People then explain that they don’t have enough time or money, even when you know that time and money are not the main problems.

There was already a huge amount of research and experimentation into marketing physical activity to over 50s and also into marketing wider behaviour change to cancer survivors. There were even some existing projects which were successfully marketing physical activity to cancer survivors over 50. We therefore took full advantage of this existing research and built on that.

We did the research in 5 stages, with real world experiments involved. This was similar to research work that we organised for the 19 Sport England sporting segments, but will built on that to be even more robust.

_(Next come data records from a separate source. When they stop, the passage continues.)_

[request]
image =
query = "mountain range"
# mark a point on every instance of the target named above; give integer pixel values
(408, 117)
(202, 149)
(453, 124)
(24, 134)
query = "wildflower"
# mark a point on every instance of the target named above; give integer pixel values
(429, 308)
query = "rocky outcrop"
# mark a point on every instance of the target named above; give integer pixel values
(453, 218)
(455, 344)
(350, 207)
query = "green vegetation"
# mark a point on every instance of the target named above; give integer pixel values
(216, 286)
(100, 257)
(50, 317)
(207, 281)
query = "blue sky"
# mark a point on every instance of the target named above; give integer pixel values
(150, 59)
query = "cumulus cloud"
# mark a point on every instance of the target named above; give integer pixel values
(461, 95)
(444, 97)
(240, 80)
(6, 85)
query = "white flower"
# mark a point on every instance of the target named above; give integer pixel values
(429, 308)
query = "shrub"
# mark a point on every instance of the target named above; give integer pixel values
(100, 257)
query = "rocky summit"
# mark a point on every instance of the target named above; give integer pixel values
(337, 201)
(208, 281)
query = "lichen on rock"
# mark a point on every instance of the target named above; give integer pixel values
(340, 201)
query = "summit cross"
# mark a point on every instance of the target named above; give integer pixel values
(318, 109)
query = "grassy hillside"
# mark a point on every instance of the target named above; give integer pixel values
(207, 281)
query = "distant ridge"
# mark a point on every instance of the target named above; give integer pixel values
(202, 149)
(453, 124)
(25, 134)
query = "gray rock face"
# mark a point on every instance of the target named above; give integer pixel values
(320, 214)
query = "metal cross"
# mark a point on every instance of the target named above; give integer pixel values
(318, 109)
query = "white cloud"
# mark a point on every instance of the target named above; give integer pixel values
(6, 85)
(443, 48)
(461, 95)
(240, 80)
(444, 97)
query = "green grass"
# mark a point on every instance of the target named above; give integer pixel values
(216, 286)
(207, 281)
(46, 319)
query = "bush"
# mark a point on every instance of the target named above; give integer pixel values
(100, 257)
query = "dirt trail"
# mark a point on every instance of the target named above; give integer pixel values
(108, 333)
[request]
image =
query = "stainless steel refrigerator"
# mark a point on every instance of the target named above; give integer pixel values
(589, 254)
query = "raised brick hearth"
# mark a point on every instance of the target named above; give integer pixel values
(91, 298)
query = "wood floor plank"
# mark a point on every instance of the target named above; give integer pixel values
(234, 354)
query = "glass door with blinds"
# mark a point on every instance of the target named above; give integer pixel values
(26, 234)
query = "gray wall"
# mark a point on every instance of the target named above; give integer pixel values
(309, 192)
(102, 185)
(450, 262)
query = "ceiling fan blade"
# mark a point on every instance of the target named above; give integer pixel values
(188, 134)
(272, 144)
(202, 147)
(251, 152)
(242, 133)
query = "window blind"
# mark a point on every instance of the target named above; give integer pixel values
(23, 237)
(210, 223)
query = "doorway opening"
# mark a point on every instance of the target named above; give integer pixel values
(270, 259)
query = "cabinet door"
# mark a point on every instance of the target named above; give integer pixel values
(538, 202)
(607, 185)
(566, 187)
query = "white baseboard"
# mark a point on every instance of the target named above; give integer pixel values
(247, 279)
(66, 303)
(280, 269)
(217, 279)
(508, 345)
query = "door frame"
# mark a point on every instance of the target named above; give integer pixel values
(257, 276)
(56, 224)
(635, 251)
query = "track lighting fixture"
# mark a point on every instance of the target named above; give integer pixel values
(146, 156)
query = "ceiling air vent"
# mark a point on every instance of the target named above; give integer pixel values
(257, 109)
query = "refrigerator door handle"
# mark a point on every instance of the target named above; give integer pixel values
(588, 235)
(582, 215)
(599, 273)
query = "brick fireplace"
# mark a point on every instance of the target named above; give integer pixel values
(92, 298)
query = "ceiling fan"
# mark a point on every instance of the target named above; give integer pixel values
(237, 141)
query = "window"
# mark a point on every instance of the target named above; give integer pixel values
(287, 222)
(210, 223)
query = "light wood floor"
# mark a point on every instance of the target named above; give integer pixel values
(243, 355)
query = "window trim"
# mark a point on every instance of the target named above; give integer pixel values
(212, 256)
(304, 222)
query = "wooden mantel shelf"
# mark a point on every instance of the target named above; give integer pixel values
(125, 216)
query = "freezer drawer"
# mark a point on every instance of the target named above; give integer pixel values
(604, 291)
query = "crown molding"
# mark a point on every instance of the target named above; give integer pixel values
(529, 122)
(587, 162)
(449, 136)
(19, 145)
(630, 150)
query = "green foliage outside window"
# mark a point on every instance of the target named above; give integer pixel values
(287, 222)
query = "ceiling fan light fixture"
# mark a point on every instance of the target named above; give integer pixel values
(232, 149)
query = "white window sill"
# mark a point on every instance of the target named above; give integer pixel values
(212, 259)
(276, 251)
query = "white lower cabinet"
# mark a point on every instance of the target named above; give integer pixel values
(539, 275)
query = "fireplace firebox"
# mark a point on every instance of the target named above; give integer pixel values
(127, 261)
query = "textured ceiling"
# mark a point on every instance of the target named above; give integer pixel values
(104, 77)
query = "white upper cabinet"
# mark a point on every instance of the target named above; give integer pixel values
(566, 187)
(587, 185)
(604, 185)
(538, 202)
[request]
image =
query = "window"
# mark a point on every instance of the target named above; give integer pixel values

  • Stage 1 – secondary research into existing projects and findings
  • Stage 2 – create marketing materials based on this insight
  • Stage 3 – primary research into marketing messages and  marketing materials
  • Stage 4 – market testing of marketing materials
  • Stage 5 – write up results and provide training in how to use them

Results

So far we’ve completed stages 1-3, and we’ve been able to develop some fantastic insights. We have so far been able to tell Macmillan:

  • What the most effective messages are, and which ones you shouldn’t use at all
  • Which of the colours from their brand guidelines are most effective when promoting activity
  • What images work best on their marketing materials
  • What systems they should help councils and other local organisations to use when supporting cancer survivors in getting active

Testimonial

“A fantastic job on developing insight for us.”